Jörg mit einem Schnitt von über 37 km/h auf Platz 603 in seiner Altersklasse der Senioren 2.

Das Radfahren reifere Herren besonders anzieht, dass ist uns ja hinlänglich bekannt. Das wird auch besonders deutlich, wenn man sich die Ergebnislisten der Cyclassics ansieht. So hat nicht nur ein Starter jenseits der 50 das Jedermann-Rennen auf der 100 km-Distanz gewonnen sondern von den ersten 50 waren allein 20 Fahrer älter als 50 Jahre.

Unser Jörg - gerade erst von seiner Transalp zurück und wieder vom MTB auf das Rennrad gewechselt - hat in dieser besonders stark vertretenen Altersklasse den ausgezeichneten 603. Platz belegt und die 100 km in 2h 46m zurückgelegt, was einem  Schnitt von 37,24 km/h entspricht. Hut ab.
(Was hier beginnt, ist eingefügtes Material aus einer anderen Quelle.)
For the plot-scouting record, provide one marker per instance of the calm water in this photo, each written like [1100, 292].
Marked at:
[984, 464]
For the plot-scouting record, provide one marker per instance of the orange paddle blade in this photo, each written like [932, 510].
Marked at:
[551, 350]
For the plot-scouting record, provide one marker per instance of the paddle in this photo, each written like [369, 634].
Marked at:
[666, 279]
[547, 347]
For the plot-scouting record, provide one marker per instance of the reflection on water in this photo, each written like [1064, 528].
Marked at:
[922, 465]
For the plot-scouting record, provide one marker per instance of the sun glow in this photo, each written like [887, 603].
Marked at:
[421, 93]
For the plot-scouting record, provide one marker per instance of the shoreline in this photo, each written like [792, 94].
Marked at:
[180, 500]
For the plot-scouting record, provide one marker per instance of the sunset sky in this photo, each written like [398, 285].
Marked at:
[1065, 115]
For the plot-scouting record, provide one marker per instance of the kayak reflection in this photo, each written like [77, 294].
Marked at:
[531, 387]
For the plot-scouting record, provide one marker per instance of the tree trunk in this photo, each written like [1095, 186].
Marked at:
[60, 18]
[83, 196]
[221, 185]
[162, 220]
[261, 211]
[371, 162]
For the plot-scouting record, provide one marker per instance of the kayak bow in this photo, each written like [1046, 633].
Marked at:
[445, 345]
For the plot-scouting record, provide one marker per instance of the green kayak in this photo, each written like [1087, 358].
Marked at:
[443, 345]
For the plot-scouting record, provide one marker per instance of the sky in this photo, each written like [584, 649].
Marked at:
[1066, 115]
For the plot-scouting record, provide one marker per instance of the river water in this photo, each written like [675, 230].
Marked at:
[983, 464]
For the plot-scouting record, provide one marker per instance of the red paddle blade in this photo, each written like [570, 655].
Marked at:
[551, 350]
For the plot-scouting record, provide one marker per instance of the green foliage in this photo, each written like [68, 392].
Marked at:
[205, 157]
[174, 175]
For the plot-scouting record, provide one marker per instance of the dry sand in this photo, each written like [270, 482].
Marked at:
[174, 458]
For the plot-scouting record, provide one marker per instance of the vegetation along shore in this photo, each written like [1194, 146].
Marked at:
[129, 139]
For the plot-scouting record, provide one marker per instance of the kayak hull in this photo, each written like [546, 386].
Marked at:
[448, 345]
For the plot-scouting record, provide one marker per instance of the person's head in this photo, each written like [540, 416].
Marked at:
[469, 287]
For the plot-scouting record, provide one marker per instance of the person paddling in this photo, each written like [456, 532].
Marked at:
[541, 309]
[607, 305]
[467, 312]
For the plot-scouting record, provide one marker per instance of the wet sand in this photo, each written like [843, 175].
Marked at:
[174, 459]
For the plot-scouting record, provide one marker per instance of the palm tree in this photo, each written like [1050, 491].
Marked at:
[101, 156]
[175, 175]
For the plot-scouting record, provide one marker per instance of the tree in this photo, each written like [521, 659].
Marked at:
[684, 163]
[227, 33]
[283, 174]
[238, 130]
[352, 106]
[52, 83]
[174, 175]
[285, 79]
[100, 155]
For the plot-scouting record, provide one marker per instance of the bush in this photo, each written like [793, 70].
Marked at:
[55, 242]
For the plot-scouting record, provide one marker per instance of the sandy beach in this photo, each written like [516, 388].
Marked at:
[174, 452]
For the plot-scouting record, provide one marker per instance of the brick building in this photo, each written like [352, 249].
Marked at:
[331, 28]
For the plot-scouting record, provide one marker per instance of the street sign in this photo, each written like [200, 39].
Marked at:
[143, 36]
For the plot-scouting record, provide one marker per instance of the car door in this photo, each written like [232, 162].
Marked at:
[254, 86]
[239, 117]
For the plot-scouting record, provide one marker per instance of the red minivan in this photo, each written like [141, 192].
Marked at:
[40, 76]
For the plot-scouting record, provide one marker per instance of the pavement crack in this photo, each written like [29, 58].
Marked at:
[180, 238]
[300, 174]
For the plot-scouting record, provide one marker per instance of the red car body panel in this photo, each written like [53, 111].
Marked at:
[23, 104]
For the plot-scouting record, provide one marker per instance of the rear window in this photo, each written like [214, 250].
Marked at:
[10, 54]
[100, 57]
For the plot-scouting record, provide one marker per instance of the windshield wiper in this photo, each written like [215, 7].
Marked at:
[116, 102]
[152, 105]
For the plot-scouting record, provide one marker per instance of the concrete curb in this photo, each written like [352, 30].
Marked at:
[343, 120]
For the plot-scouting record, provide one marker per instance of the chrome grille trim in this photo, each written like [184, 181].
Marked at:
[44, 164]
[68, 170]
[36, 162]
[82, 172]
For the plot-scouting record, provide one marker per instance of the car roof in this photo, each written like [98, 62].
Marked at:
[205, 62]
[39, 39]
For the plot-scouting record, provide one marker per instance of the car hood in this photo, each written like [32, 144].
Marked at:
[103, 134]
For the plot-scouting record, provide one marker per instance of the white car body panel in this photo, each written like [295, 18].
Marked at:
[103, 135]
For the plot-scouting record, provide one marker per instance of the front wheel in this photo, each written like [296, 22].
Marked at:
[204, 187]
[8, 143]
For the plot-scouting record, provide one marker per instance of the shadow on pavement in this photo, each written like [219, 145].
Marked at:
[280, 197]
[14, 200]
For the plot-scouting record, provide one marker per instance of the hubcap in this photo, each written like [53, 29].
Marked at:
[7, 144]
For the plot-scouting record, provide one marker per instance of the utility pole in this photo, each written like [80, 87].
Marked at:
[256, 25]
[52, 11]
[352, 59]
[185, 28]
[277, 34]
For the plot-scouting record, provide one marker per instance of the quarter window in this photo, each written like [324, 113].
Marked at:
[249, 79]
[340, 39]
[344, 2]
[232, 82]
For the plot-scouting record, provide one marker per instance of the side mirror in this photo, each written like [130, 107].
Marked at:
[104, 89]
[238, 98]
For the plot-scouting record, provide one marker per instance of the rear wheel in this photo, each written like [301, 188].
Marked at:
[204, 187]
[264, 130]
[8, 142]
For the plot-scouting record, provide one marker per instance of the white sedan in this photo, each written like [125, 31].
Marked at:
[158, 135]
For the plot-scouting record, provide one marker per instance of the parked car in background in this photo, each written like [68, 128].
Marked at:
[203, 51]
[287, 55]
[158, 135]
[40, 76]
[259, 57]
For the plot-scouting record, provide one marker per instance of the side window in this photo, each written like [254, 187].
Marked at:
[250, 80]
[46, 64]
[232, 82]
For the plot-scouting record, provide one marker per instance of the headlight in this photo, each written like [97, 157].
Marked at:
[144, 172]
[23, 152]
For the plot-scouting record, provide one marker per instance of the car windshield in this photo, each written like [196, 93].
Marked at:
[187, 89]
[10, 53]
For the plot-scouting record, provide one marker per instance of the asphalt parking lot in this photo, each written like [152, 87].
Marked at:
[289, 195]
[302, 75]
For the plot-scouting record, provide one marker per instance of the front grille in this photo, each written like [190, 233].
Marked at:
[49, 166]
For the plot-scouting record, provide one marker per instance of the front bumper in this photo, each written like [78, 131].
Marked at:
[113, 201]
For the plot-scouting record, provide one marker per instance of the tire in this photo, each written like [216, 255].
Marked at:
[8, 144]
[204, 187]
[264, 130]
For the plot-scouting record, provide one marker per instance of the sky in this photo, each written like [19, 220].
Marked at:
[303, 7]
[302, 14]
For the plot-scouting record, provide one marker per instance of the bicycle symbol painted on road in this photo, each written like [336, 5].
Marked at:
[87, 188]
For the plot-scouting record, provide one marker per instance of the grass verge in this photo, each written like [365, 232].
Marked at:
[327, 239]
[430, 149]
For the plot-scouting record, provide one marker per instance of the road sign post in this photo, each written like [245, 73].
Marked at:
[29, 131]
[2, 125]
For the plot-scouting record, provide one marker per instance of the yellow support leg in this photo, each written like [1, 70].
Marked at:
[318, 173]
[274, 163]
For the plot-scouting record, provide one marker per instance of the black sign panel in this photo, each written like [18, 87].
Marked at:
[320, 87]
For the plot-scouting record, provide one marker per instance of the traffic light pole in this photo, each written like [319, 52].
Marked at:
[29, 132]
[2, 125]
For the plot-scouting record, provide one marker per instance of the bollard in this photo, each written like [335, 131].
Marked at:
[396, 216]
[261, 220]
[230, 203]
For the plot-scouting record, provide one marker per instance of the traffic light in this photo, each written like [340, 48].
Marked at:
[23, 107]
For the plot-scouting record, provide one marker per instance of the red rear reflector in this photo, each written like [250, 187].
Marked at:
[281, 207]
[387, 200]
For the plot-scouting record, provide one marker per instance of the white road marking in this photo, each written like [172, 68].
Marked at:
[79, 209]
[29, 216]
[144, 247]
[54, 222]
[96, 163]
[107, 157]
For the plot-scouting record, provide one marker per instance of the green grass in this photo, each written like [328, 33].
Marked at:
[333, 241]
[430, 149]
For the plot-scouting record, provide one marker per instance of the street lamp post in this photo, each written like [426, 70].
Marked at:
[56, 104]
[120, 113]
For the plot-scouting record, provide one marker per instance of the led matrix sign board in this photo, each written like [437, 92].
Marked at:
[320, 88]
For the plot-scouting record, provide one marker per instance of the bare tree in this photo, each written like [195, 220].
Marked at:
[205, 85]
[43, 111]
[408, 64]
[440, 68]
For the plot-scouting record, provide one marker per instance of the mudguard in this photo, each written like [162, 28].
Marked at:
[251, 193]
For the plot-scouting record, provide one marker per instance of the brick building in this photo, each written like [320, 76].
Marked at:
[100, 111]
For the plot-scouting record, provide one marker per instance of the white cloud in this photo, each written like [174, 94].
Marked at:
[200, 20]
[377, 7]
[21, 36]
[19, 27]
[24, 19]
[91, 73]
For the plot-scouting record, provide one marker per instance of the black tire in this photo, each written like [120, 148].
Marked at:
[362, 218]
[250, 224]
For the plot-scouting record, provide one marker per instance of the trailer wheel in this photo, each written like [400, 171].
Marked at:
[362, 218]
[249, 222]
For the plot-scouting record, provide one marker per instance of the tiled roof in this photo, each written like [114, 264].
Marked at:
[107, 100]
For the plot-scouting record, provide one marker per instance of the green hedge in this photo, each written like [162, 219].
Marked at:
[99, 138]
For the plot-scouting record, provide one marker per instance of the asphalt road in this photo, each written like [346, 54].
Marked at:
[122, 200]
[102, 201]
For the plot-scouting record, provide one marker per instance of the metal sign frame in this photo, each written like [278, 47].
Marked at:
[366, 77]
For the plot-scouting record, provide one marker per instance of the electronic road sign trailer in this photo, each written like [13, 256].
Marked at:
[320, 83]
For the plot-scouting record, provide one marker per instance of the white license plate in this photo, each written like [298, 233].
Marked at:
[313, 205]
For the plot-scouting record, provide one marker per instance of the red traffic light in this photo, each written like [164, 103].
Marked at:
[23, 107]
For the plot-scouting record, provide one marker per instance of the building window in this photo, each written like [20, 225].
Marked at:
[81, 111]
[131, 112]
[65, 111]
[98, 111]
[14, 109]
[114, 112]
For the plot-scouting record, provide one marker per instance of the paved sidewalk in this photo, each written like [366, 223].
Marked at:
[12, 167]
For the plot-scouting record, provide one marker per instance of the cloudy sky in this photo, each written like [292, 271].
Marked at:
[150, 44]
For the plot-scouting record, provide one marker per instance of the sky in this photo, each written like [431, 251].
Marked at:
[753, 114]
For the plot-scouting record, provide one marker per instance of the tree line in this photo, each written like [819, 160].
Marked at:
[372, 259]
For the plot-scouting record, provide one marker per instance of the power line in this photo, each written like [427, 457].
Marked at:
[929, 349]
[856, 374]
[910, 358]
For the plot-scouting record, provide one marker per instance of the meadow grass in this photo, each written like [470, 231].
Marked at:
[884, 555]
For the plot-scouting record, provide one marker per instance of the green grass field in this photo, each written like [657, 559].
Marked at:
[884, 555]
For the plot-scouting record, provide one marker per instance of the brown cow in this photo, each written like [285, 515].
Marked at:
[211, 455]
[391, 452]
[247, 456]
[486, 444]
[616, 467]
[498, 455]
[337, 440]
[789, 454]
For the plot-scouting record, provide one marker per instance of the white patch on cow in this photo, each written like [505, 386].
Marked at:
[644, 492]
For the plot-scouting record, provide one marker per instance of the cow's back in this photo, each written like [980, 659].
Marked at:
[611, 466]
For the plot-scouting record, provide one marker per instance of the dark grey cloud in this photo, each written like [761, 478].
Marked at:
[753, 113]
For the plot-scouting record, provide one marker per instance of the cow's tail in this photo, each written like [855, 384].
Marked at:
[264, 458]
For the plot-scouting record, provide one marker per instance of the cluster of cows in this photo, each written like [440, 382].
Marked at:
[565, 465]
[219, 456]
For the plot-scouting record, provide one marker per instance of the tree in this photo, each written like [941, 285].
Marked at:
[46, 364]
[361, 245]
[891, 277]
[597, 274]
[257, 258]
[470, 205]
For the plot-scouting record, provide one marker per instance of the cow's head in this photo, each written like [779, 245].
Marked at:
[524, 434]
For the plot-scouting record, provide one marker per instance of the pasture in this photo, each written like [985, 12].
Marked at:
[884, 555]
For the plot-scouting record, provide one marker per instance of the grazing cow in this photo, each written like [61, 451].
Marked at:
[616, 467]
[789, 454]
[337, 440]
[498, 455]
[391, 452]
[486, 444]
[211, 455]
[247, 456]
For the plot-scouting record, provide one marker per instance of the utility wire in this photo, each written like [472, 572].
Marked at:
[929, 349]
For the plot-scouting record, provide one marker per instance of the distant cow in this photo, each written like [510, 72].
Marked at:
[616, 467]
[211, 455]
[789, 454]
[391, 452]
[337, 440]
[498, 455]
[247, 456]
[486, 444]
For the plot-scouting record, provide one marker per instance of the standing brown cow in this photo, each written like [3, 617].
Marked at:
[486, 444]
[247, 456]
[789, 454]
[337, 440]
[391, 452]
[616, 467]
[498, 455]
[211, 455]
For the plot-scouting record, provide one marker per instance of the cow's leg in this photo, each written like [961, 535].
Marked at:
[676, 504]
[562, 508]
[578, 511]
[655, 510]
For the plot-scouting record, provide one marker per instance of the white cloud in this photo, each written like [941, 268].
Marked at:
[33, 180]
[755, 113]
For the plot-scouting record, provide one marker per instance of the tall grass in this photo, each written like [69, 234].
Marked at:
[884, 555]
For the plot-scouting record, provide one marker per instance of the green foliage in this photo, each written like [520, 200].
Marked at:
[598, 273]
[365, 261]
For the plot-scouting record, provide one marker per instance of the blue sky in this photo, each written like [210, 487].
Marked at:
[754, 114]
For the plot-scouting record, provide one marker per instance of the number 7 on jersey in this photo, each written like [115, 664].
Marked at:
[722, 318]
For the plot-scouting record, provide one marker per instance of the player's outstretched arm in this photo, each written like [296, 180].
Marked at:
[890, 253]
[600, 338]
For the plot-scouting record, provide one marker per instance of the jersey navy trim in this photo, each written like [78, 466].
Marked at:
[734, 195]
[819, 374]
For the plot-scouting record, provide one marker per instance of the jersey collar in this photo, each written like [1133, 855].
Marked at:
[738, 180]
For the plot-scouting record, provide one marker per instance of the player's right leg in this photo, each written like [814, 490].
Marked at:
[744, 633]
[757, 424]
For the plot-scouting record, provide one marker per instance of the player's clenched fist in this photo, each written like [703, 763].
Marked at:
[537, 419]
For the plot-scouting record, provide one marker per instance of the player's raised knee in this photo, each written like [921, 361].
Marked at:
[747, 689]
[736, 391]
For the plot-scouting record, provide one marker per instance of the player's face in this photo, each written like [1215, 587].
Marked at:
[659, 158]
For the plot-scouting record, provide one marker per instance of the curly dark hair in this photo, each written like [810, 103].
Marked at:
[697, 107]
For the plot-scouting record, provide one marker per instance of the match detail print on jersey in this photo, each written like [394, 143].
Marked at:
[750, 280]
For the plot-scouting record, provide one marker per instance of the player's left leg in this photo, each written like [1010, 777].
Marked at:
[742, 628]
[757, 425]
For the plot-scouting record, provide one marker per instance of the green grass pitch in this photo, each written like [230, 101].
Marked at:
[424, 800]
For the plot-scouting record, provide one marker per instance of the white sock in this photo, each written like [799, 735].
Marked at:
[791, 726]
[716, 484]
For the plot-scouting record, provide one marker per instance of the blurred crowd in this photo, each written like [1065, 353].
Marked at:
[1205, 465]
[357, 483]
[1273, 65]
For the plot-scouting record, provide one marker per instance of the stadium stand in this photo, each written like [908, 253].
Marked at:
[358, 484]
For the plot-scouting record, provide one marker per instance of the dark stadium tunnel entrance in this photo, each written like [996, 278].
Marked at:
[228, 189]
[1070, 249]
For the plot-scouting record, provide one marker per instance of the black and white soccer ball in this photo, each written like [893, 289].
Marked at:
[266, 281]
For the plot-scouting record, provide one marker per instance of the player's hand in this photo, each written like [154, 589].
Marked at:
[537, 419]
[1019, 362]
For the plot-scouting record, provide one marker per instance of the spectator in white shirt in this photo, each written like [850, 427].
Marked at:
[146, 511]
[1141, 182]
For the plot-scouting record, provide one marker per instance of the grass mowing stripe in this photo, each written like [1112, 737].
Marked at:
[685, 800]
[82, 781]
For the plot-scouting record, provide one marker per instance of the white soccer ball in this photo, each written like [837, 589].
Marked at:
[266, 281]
Bericht von Thomas Thomalla

Kommentar von Wolfgang Tank am 19.08.2009 19:47
Folgenden Bericht hat mir Thomas geschickt, den ich Euch nicht vorenthalten möchte:

Wie immer am Samstag über die Messe gebummelt und das eine oder andere Traumrad bewundert. Dann am Abend bis um halb zehn am Rad rumgeschraubt, Klamotten zurechtgelegt und Fahrradträger montiert. Die Wetteraussichten für den Sonntag habe ich schon die ganze Woche verfolgt und je näher die Cyclassics rückten desto besser wurden sie!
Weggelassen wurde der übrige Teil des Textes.